Joshua Coombs network-lists at gwi.net
Fri May 23 12:01:40 EDT 2003


I operate a small Co-location lan as part of my network.  This lan is
isolated as much as possible from my primary network to eliminate the
chance that a pesky customer box can take down my primary business.  To
that end, I have a 4500M+ setup as both a 'fuse-able link' and light link
throttle.  I have a block of ip's statically routed to it, it then
presents subnets of that main block to the individual colos using vlan
tagging to an HP 4000 switch.  Theoretically if something were to happen
to cause that router to go berserk, it's not participating in ospf, bgp,
etc, and as such can't impact the rest of my network.

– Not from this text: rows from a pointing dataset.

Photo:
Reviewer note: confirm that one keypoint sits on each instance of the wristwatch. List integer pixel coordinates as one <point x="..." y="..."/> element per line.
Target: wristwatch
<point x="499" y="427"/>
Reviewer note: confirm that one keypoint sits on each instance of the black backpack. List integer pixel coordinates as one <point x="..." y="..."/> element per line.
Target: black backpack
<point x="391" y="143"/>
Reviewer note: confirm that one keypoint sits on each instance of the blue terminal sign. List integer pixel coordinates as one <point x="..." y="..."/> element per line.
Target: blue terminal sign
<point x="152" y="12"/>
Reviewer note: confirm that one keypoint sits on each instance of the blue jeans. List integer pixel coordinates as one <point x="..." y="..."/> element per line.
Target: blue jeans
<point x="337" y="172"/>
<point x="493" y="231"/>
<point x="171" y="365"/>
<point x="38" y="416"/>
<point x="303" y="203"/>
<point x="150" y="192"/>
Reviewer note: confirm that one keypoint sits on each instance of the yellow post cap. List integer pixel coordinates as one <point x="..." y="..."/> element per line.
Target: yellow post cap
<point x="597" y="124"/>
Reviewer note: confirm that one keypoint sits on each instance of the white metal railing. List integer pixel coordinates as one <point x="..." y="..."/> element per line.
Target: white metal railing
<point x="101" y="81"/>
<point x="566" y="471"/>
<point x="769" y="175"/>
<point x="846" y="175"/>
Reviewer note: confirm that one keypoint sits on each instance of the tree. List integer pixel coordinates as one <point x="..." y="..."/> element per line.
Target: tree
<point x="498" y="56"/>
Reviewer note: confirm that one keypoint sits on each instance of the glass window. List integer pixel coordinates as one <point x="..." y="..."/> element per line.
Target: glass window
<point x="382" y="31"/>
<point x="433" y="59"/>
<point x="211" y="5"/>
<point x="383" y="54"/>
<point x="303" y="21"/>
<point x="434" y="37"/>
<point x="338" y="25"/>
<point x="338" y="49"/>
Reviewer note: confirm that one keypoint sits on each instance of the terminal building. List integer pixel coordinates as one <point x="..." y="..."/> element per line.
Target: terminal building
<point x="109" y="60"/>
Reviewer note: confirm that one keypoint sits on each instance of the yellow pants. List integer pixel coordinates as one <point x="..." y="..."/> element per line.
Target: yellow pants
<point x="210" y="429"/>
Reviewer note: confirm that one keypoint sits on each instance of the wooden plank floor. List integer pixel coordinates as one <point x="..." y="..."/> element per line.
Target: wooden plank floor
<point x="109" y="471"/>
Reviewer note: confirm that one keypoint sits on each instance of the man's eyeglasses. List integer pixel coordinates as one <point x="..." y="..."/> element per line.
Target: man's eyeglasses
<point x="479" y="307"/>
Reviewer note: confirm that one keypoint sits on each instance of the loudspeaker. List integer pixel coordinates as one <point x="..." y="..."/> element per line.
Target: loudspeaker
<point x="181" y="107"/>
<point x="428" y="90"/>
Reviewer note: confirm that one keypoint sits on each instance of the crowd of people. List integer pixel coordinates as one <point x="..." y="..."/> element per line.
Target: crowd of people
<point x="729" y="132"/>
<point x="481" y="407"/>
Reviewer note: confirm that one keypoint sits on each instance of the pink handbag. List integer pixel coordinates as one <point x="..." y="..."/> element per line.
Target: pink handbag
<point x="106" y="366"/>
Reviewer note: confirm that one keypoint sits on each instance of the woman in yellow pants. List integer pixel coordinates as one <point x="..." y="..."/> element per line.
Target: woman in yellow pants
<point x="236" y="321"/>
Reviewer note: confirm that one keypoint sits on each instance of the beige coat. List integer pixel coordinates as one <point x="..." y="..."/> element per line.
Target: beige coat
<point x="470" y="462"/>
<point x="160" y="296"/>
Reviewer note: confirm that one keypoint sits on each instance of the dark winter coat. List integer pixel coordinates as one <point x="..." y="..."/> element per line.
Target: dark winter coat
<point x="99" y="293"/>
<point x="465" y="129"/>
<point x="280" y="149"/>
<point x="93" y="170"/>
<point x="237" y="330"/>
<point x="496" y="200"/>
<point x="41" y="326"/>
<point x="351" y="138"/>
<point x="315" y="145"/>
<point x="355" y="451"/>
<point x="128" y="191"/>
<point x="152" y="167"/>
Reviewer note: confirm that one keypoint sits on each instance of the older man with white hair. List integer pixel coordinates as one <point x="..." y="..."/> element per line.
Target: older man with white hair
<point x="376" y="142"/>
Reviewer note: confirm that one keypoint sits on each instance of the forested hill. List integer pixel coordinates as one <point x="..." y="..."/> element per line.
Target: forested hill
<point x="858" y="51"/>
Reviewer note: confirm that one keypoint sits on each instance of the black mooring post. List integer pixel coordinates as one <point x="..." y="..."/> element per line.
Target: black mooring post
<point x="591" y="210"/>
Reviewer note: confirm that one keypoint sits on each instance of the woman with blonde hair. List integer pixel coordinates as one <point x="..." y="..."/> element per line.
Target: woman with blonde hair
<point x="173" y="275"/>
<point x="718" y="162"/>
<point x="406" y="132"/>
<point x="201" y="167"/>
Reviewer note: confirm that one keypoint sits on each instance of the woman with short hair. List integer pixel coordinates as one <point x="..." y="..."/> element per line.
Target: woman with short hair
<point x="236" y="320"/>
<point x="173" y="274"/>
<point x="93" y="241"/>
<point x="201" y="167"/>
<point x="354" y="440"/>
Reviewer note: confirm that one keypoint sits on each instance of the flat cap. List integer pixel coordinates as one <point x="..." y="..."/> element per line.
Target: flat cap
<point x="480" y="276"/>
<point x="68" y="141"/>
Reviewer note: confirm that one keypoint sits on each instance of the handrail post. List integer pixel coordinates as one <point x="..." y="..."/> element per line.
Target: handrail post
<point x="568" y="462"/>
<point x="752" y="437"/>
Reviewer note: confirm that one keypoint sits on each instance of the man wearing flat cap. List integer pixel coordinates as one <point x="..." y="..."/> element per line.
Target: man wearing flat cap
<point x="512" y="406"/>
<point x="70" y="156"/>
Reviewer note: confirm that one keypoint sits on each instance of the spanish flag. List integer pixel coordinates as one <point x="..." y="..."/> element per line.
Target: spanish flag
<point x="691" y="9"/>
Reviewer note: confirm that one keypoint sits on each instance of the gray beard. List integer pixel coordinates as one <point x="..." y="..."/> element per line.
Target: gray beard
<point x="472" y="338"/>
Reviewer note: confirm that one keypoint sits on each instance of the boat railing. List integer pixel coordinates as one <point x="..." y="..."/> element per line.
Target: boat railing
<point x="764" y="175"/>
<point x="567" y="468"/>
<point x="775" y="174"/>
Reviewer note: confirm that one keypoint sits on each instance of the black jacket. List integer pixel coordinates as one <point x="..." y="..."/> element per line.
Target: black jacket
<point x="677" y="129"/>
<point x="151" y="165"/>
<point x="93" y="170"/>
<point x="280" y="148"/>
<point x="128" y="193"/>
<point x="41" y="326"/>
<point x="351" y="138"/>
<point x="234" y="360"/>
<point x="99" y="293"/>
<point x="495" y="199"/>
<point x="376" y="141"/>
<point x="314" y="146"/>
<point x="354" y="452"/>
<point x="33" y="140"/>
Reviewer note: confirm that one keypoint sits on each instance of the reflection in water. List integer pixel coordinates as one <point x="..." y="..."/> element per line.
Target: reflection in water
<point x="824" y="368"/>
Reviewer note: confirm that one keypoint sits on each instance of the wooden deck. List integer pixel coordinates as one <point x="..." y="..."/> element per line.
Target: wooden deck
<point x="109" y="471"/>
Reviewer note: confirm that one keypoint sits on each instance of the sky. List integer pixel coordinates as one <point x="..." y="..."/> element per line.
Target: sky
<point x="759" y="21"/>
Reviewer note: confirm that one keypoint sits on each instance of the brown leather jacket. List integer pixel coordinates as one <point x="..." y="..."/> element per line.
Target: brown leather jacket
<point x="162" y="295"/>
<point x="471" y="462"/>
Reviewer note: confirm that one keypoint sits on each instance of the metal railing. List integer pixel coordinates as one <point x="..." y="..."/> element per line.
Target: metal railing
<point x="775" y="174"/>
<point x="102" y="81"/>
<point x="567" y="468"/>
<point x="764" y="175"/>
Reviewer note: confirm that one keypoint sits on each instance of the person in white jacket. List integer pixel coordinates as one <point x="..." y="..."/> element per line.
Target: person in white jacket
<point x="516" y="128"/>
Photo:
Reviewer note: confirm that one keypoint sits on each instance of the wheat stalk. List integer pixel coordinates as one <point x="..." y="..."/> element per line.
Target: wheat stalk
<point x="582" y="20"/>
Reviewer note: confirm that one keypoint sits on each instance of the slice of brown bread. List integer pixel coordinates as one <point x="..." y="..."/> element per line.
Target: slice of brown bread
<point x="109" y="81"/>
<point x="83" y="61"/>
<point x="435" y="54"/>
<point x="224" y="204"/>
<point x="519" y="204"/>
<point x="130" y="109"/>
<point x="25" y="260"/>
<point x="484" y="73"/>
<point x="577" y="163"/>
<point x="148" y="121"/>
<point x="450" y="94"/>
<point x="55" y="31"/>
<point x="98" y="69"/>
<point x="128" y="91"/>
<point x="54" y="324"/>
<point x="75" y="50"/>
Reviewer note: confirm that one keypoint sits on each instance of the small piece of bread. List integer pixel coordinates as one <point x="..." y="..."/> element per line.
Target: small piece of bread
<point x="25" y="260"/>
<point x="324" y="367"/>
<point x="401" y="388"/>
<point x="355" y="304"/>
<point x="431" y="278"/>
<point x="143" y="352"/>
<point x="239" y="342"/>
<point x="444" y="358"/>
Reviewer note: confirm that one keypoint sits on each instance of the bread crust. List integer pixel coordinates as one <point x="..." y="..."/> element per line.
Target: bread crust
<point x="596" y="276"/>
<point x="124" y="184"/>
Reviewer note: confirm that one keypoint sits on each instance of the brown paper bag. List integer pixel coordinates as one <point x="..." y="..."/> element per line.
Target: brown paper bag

This setup so far has worked great, simple, easy to maintain, but its a
flaming single point of failure.  I had this pointed out to me last
night when for no reason that I can currently ascertain, it stopped
passing traffic on it's public ethernet interface.  There were no error
counters incrementing, no log entries, etc.  Systems on the private
(colo) side could reach the router and pass packets amongst the various
subnets, so routing was up and functional.  After much head scratching,
I saved the conf, reloaded, observed correct behavior, and gave the
router an ok bill of health when the stored conf matched my remote
archive copy.

While I try to figure out what happened, I also need to implement some
sort of fail over system, preferably automatic to keep this from
happening in the future.  HSRP/VRRP should be easy enough to implement
on the public interface, which will work if one router completely dies.
My concern is how well would hsrp work in a situation like last night.
On the public side the functioning router will pickup the ip and respond
to the outside world, on the private/colo side, the 'dead' router will
still be responding, so it'll hold the ips for the colo interfaces,
which will result in 0 traffic traversing the routers.  Is there a more
elegant solution than hsrp for this setup?

My current contingency is going to be manual fall-over for now, a second
identically configured router, plugged in, but the corresponding switch
ports on each end disabled.  In the event of a failure I'll manually
remote activate those ports to let it take over.